2018年3月26日月曜日

★2017年版世界軍事力ランキング発表 最強の25か国とは----日本は何位?

軍事力データを並べると意外なことがわかりますね。なぜこれだけの軍事費で済んでしまうのかと思える半面、日本がなぜこんな格下のチンピラ国家に脅かされなくてはいけないのか等々。皆さんも考えてみてください。



These are the 25 most powerful militaries in the world — and there's a clear winner 軍事力上位25か国とは----あの国は何位?



Feb. 26, 2018, 8:49 AM


US Marines Syria artillery howitzerUS Marines with the 11th Marine Expeditionary Unit fire an M777 Howitzer during a fire mission in northern Syria as part of Operation Inherent Resolve, March 24, 2017.Photo By: Lance Cpl. Zachery Laning

ナルド・トランプ大統領は任期初年度の軍事力増強を自慢するが、軍事力整備に忙しいのは米国だけではない。2012年から2016年にかけての武器装備の追加は1990年以来最高規模になっている。

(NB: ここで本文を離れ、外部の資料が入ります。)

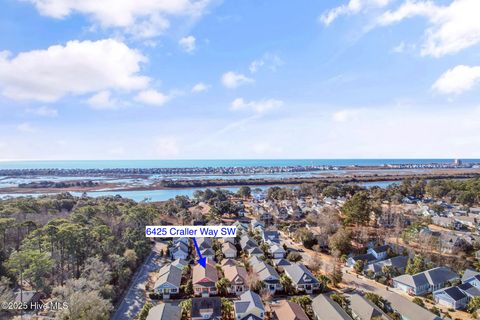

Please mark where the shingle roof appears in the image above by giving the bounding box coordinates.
[240,290,265,310]
[191,297,222,318]
[222,266,248,282]
[384,292,441,320]
[462,269,480,282]
[193,260,218,283]
[283,263,318,284]
[350,294,391,320]
[272,300,309,320]
[312,294,352,320]
[155,265,182,288]
[147,303,181,320]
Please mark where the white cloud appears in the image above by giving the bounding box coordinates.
[222,71,254,89]
[135,89,170,106]
[178,36,196,53]
[248,52,284,73]
[87,90,118,109]
[0,39,150,102]
[230,98,283,114]
[17,122,36,133]
[192,82,210,93]
[319,0,391,26]
[432,65,480,94]
[332,109,361,122]
[27,106,58,118]
[23,0,212,37]
[154,136,180,158]
[377,0,480,57]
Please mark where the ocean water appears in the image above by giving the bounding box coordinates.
[0,159,474,169]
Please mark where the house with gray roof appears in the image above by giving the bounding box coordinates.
[154,264,182,299]
[345,253,378,268]
[250,257,283,294]
[367,245,390,261]
[169,242,189,260]
[462,269,480,283]
[384,292,442,320]
[233,290,265,320]
[262,230,280,244]
[312,294,352,320]
[268,243,286,259]
[172,259,188,270]
[364,256,408,276]
[147,303,181,320]
[349,294,392,320]
[283,263,320,293]
[222,242,237,259]
[393,267,460,295]
[191,297,222,320]
[247,247,264,257]
[433,283,468,310]
[240,234,258,251]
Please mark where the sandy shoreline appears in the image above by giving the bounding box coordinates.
[0,169,480,194]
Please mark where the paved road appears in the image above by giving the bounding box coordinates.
[112,244,166,320]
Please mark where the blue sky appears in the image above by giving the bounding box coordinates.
[0,0,480,160]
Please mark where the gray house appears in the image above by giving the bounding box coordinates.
[283,264,320,293]
[312,294,352,320]
[349,294,392,320]
[147,303,181,320]
[393,267,460,295]
[154,264,182,299]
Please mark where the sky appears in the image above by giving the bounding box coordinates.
[0,0,480,160]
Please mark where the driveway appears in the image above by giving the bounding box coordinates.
[112,243,168,320]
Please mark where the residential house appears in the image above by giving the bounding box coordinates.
[349,294,392,320]
[312,294,352,320]
[462,269,480,283]
[432,216,458,229]
[393,267,460,295]
[222,266,248,295]
[440,232,468,254]
[172,259,188,270]
[233,290,265,320]
[283,263,320,293]
[169,241,189,260]
[433,283,466,310]
[364,256,408,276]
[345,253,377,268]
[268,243,286,259]
[272,258,292,271]
[200,248,215,260]
[191,297,222,320]
[222,242,237,259]
[262,230,280,244]
[277,207,290,220]
[247,247,264,257]
[147,303,181,320]
[250,257,283,294]
[240,235,258,251]
[154,264,182,299]
[271,300,310,320]
[192,259,218,297]
[384,292,442,320]
[250,219,265,232]
[222,259,237,267]
[367,245,390,261]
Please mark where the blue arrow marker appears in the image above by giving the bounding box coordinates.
[193,238,207,268]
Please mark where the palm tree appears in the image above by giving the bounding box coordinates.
[179,299,192,320]
[222,298,234,320]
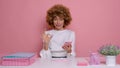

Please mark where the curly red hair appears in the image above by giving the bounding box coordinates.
[46,4,72,28]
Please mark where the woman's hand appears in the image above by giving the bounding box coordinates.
[42,33,52,50]
[62,42,72,53]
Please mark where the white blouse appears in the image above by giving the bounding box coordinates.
[40,29,75,58]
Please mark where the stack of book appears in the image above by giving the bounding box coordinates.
[1,52,37,66]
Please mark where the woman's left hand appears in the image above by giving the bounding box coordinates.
[62,42,72,53]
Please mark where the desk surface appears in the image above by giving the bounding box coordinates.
[0,58,120,68]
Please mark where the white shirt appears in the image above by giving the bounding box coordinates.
[40,29,75,58]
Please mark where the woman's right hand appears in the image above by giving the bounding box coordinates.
[42,32,52,50]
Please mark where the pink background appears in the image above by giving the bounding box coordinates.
[0,0,120,62]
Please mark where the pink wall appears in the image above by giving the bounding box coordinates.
[0,0,120,62]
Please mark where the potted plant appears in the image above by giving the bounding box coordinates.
[98,44,120,66]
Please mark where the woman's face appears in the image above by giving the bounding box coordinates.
[53,16,64,30]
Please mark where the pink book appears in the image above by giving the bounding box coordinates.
[1,53,37,66]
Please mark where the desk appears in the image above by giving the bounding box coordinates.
[0,58,120,68]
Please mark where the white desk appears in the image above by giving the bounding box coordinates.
[0,58,120,68]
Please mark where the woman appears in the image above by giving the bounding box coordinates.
[40,4,75,58]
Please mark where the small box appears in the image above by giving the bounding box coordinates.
[1,53,37,66]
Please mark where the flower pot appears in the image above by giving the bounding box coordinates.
[106,56,116,66]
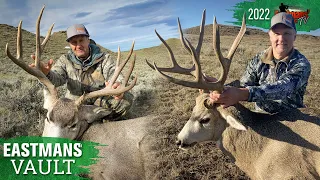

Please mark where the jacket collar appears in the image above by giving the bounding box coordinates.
[261,46,296,66]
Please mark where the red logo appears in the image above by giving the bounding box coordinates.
[274,9,310,26]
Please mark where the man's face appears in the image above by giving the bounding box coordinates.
[69,35,90,59]
[269,24,296,58]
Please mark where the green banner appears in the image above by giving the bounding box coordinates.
[0,137,101,180]
[229,0,320,32]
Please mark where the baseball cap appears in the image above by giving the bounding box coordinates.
[66,24,89,41]
[270,12,297,31]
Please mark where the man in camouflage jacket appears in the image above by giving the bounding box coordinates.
[32,24,133,120]
[210,12,311,113]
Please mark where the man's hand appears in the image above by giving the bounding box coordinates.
[105,81,124,100]
[210,86,249,108]
[29,55,53,75]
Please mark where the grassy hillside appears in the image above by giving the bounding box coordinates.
[0,22,320,179]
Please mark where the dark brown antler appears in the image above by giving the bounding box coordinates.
[147,10,246,91]
[6,6,58,99]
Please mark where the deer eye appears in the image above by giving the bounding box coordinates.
[200,118,210,124]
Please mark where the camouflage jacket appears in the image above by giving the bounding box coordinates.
[47,44,122,99]
[240,47,311,113]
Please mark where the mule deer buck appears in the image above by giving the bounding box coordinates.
[6,7,155,179]
[147,11,320,180]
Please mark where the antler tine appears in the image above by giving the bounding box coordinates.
[185,39,202,83]
[40,23,54,53]
[35,6,45,69]
[151,10,245,91]
[75,41,137,106]
[212,17,230,91]
[227,13,247,60]
[108,41,134,87]
[16,21,23,59]
[196,9,206,58]
[178,18,191,54]
[122,53,136,86]
[146,30,194,75]
[6,7,58,99]
[116,46,121,67]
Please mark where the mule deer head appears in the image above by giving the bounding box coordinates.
[147,10,246,146]
[6,7,137,139]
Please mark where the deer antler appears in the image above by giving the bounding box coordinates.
[76,42,137,106]
[6,6,58,100]
[147,10,246,92]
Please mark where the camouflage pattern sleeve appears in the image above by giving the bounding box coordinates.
[246,56,311,102]
[47,55,68,87]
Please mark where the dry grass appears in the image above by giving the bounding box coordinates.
[0,22,320,179]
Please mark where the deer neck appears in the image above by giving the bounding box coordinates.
[217,104,266,172]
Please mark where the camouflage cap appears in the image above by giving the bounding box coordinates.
[270,12,297,31]
[66,24,89,42]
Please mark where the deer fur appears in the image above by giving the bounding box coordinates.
[178,93,320,180]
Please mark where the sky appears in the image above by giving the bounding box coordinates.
[0,0,320,51]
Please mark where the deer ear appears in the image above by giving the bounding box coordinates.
[226,115,247,131]
[79,105,112,123]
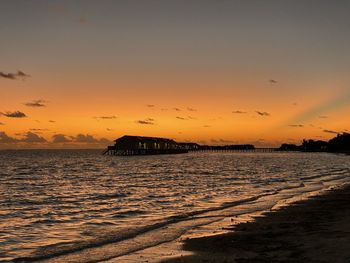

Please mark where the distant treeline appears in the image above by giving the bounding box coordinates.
[278,133,350,153]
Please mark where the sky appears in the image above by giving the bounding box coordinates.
[0,0,350,149]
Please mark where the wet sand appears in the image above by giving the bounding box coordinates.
[162,186,350,263]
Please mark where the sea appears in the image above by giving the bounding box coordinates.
[0,150,350,262]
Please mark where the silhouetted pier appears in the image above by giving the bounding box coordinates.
[103,135,277,156]
[190,148,278,152]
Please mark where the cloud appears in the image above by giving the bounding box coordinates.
[71,133,111,144]
[0,70,30,80]
[289,91,350,123]
[210,139,236,143]
[52,134,71,143]
[29,128,48,133]
[288,124,304,128]
[94,115,117,120]
[99,138,111,144]
[0,111,27,118]
[73,133,98,143]
[0,131,18,144]
[323,130,339,134]
[136,118,155,125]
[24,100,46,107]
[232,110,247,114]
[21,132,47,143]
[255,111,271,116]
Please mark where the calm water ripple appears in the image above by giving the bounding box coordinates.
[0,150,350,261]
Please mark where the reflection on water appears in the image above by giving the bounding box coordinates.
[0,150,350,261]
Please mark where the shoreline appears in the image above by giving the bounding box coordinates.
[161,185,350,263]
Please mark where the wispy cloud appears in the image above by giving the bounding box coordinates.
[210,139,236,143]
[0,111,27,118]
[94,115,117,120]
[24,100,47,107]
[0,131,18,144]
[0,70,30,80]
[52,134,72,143]
[255,111,271,116]
[288,124,304,128]
[323,129,339,134]
[136,118,155,125]
[21,132,47,143]
[289,91,350,123]
[232,110,247,114]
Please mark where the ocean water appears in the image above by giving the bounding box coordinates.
[0,150,350,262]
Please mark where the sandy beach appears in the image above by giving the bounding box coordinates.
[163,186,350,263]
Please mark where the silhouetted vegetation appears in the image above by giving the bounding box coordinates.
[278,133,350,153]
[328,133,350,152]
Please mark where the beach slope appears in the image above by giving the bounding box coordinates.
[164,186,350,263]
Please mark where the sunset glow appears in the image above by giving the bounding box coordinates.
[0,0,350,148]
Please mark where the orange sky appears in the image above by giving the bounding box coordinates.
[0,0,350,148]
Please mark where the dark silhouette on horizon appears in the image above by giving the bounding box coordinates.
[278,132,350,153]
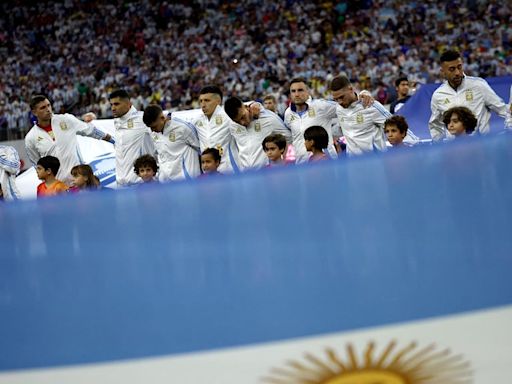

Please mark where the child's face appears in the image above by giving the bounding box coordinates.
[36,165,48,180]
[72,173,87,188]
[139,165,155,183]
[447,113,466,136]
[265,143,284,161]
[201,153,220,173]
[304,138,315,152]
[384,124,405,145]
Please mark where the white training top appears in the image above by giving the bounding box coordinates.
[284,99,341,163]
[25,113,106,184]
[231,106,292,170]
[192,105,239,173]
[114,106,155,186]
[0,145,21,200]
[338,101,392,155]
[151,117,201,181]
[428,76,507,141]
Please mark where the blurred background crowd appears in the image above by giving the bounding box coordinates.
[0,0,512,140]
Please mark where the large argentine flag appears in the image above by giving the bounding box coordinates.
[0,135,512,384]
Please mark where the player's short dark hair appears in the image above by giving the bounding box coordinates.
[108,89,130,100]
[329,75,350,92]
[29,95,48,110]
[201,148,222,163]
[224,96,244,121]
[304,125,329,149]
[443,107,478,133]
[439,49,461,63]
[37,156,60,176]
[290,77,309,88]
[395,76,409,87]
[133,155,158,175]
[384,115,409,134]
[199,85,222,100]
[142,104,163,127]
[261,133,286,150]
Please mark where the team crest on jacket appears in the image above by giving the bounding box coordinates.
[261,341,473,384]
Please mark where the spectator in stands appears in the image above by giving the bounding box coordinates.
[0,145,21,200]
[133,155,158,183]
[429,50,507,141]
[331,76,391,155]
[304,125,330,162]
[25,95,112,184]
[443,107,477,138]
[261,133,286,167]
[224,97,291,170]
[389,76,411,115]
[36,156,69,198]
[193,85,239,173]
[201,148,222,176]
[384,115,409,147]
[142,104,201,181]
[109,89,155,187]
[69,164,100,192]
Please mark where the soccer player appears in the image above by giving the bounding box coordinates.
[224,97,291,170]
[192,85,239,173]
[25,95,112,184]
[389,76,411,115]
[0,145,21,200]
[284,78,339,163]
[142,105,201,181]
[330,76,418,156]
[428,50,507,141]
[109,89,155,187]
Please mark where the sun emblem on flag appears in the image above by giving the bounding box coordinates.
[262,341,472,384]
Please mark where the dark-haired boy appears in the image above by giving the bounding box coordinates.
[384,115,409,147]
[36,156,69,198]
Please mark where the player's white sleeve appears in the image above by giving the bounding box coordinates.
[428,95,446,141]
[505,85,512,129]
[25,132,41,165]
[70,113,107,140]
[482,82,507,119]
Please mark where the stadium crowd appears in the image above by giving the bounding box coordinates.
[0,0,512,138]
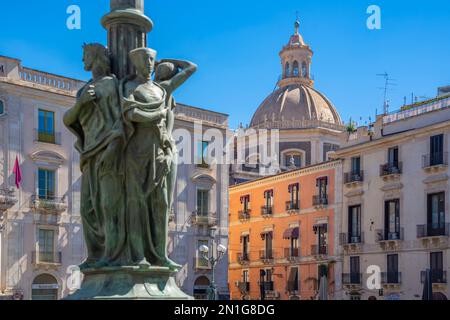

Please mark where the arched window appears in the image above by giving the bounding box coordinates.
[194,276,211,300]
[292,61,299,77]
[302,62,308,78]
[31,274,59,300]
[284,62,291,78]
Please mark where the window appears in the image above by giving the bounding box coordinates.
[430,252,445,283]
[284,62,291,77]
[313,224,328,255]
[316,177,328,200]
[388,147,398,168]
[387,254,399,283]
[352,157,361,174]
[288,183,300,210]
[37,229,55,263]
[241,235,250,261]
[384,199,400,240]
[241,196,250,213]
[262,231,273,259]
[38,109,56,143]
[302,62,308,78]
[348,205,361,243]
[197,141,209,166]
[288,267,299,292]
[197,240,209,269]
[350,257,361,284]
[31,274,59,300]
[292,61,299,77]
[284,153,302,168]
[38,169,55,200]
[430,134,444,166]
[197,189,209,216]
[427,192,446,236]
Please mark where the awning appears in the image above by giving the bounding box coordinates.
[283,227,300,239]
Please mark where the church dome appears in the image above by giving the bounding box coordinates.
[250,21,342,129]
[251,83,342,127]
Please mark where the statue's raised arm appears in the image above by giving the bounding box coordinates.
[155,59,197,95]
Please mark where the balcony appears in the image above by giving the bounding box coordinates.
[381,272,402,286]
[237,252,250,265]
[311,244,328,257]
[261,206,273,217]
[339,233,364,253]
[191,211,217,227]
[34,129,61,145]
[422,152,448,171]
[30,195,67,214]
[313,195,328,207]
[31,251,62,265]
[0,189,17,210]
[420,269,447,284]
[375,228,405,251]
[286,201,300,213]
[259,250,274,264]
[284,248,300,261]
[194,253,211,271]
[417,223,450,239]
[344,171,364,184]
[238,209,252,221]
[236,282,250,294]
[342,273,362,287]
[286,281,300,296]
[380,162,403,179]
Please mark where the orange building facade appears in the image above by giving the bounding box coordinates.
[228,161,342,300]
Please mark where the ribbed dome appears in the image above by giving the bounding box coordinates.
[251,83,342,128]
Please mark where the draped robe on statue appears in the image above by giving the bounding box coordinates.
[119,79,169,266]
[65,76,127,267]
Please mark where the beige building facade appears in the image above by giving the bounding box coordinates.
[0,56,229,300]
[335,95,450,300]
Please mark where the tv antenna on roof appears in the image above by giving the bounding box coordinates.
[377,72,397,114]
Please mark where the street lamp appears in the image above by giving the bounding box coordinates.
[199,240,227,300]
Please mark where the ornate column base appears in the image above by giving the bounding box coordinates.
[65,267,193,300]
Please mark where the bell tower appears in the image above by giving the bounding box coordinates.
[278,19,314,88]
[102,0,153,79]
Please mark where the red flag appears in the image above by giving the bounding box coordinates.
[13,157,22,189]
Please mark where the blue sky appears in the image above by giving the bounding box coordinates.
[0,0,450,128]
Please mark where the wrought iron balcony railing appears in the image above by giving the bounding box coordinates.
[31,251,62,264]
[0,189,17,210]
[237,282,250,293]
[238,209,252,220]
[380,162,403,177]
[259,250,274,260]
[339,232,364,246]
[191,211,217,226]
[342,272,362,285]
[344,171,364,184]
[284,248,300,260]
[313,195,328,206]
[286,201,300,211]
[417,223,450,239]
[422,152,448,169]
[311,244,328,256]
[237,252,250,264]
[261,206,273,216]
[375,228,405,242]
[30,194,67,214]
[381,272,402,284]
[34,129,61,145]
[420,269,447,284]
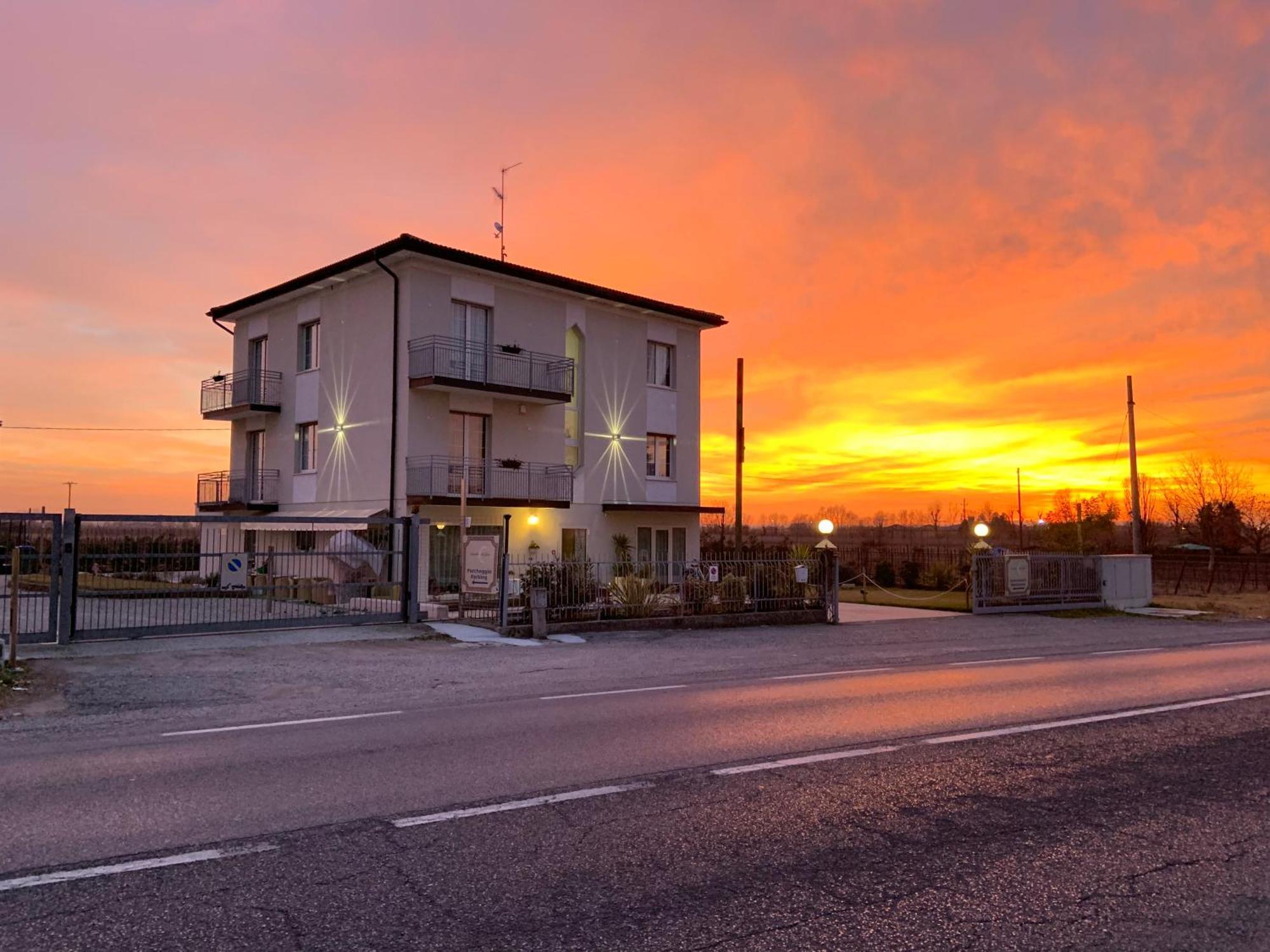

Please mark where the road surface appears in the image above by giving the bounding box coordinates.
[0,622,1270,949]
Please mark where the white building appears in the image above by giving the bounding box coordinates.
[198,235,725,592]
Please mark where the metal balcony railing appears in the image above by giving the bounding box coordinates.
[201,371,282,416]
[405,456,573,504]
[409,334,574,400]
[198,470,281,506]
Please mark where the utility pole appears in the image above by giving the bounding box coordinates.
[735,357,745,555]
[494,162,525,261]
[1124,376,1142,555]
[1015,466,1024,551]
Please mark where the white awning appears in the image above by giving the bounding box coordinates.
[243,505,384,532]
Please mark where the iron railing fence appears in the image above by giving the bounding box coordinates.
[0,513,62,644]
[970,552,1102,612]
[405,456,573,503]
[409,334,574,396]
[199,369,282,414]
[71,515,417,640]
[198,470,281,506]
[507,553,837,625]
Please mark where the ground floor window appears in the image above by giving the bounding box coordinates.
[560,529,587,562]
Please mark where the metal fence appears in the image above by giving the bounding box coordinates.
[970,552,1102,613]
[500,555,837,625]
[0,513,62,644]
[409,334,574,395]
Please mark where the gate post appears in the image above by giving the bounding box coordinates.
[401,514,422,625]
[57,509,79,645]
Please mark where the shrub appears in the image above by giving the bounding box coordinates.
[874,562,895,589]
[719,572,749,612]
[899,561,922,589]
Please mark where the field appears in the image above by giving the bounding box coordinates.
[1151,592,1270,621]
[838,585,970,612]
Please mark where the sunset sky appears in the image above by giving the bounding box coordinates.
[0,0,1270,517]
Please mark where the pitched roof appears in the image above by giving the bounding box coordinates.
[207,235,728,327]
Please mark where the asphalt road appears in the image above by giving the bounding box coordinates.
[0,698,1270,952]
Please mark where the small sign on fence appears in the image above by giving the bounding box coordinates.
[221,552,246,589]
[1006,556,1031,595]
[464,536,499,595]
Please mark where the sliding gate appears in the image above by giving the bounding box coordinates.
[62,515,418,641]
[0,513,62,644]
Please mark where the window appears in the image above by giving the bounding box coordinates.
[648,340,674,390]
[560,529,587,562]
[648,433,674,480]
[296,423,318,472]
[296,321,319,372]
[564,327,582,468]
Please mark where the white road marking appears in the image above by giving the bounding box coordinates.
[538,684,688,701]
[0,843,277,892]
[922,691,1270,744]
[767,666,895,680]
[163,711,403,737]
[710,745,903,777]
[392,783,653,828]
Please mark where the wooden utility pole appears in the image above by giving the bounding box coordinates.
[1124,376,1142,555]
[1015,466,1024,552]
[734,357,745,555]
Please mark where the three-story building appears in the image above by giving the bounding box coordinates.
[198,235,725,592]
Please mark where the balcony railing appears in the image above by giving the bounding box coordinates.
[410,334,574,402]
[201,371,282,416]
[405,456,573,505]
[198,470,279,509]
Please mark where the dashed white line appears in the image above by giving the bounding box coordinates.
[538,684,688,701]
[766,665,895,680]
[392,783,653,828]
[0,843,277,892]
[710,745,903,777]
[163,711,401,737]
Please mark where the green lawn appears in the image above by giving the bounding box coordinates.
[838,585,970,612]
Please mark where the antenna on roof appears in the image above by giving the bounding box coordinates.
[493,162,525,261]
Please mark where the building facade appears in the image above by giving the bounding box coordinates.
[198,235,724,592]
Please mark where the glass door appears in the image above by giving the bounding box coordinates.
[453,301,489,381]
[448,411,489,496]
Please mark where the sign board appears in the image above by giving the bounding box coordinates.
[462,536,500,595]
[1006,556,1031,595]
[221,552,246,589]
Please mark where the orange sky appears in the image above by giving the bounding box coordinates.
[0,0,1270,515]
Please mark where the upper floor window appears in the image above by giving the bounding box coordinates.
[296,321,320,371]
[648,433,674,480]
[648,340,674,390]
[296,423,318,472]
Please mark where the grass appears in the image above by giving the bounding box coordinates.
[1151,592,1270,621]
[838,585,970,612]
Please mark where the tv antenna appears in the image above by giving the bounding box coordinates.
[494,162,525,261]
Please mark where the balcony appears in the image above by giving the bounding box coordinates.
[405,456,573,509]
[198,470,279,513]
[201,371,282,420]
[409,334,574,404]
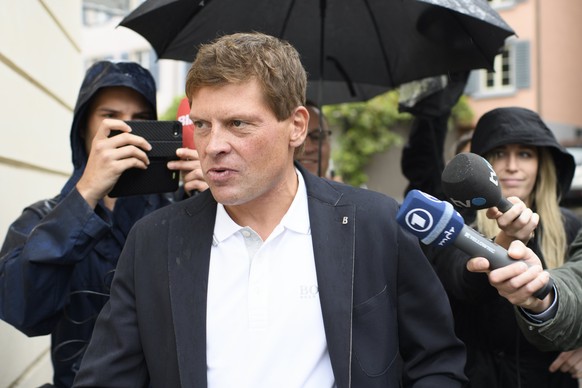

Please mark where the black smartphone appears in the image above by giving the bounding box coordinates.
[109,120,182,197]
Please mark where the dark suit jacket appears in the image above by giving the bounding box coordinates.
[75,170,465,388]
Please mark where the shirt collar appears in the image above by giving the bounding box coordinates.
[214,169,311,244]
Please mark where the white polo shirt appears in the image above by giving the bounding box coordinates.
[206,171,335,388]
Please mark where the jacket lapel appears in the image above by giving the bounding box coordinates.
[168,171,356,388]
[168,190,216,387]
[303,172,356,388]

武器取引から戦力増大をめざしている国ががわかるものの、軍事力の国別比較はむずかしい。そこでGlobal FIrepowerがの2017年度軍事力ランキングでは50もの要素から計算した戦力指数で133か国を採点した。


このランキングでは各国が保有する武器の種類の多さとともに人員に焦点を当てている。同時に考慮されたのが地理条件、補給能力、国内産業、天然資源だ。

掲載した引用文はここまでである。